Numerous different methods of remedy can be considered, and will be peculiar to the specific type of priapism that is present. A needle can be utilised to draw out excess blood, relieving pain and the immediate involuntary erection in ischemic priapism.
An alternative involves injecting a sympathomimetic substance into the penile veins. Administering drugs in this way produces very rapid action, and allows the vessels to open up fully. It is important for the patient to be closely examined during treatment for any secondary effects that may occur. Some of the more commonly obvious include dizziness, cranial pain and an elevated blood pressure reading.
Surgery is available as a last resort in treatment-resistant cases when other options have been exhausted. This involves a surgeon either blocking an artery or tying it off. In this way, problematic blood flow can be directed away from the affected tissues of the penis to other areas of the body. The surgeon may also opt to create a shunt that redirects blood flow away from the affected penile tissues.
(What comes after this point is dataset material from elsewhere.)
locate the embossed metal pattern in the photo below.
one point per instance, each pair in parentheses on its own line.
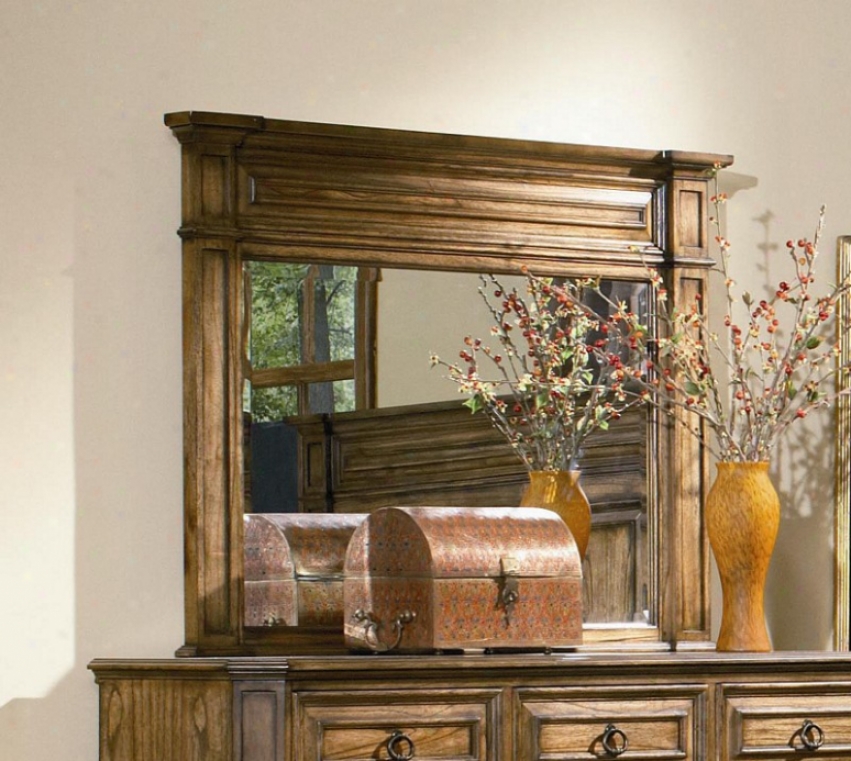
(455,542)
Fortunately for non-ischemic priapism sufferers, this condition frequently resolves itself without intercession.
In some cases, particularly for sufferers of sickle cell anaemia, this condition may be recurrent. In these cases, a decongestant may reduce the movement of blood travelling to the penis. This is often the most effective option for your doctor to prescribe. Alternately, injections containing hormone-blocking substances may be employed to similar effect.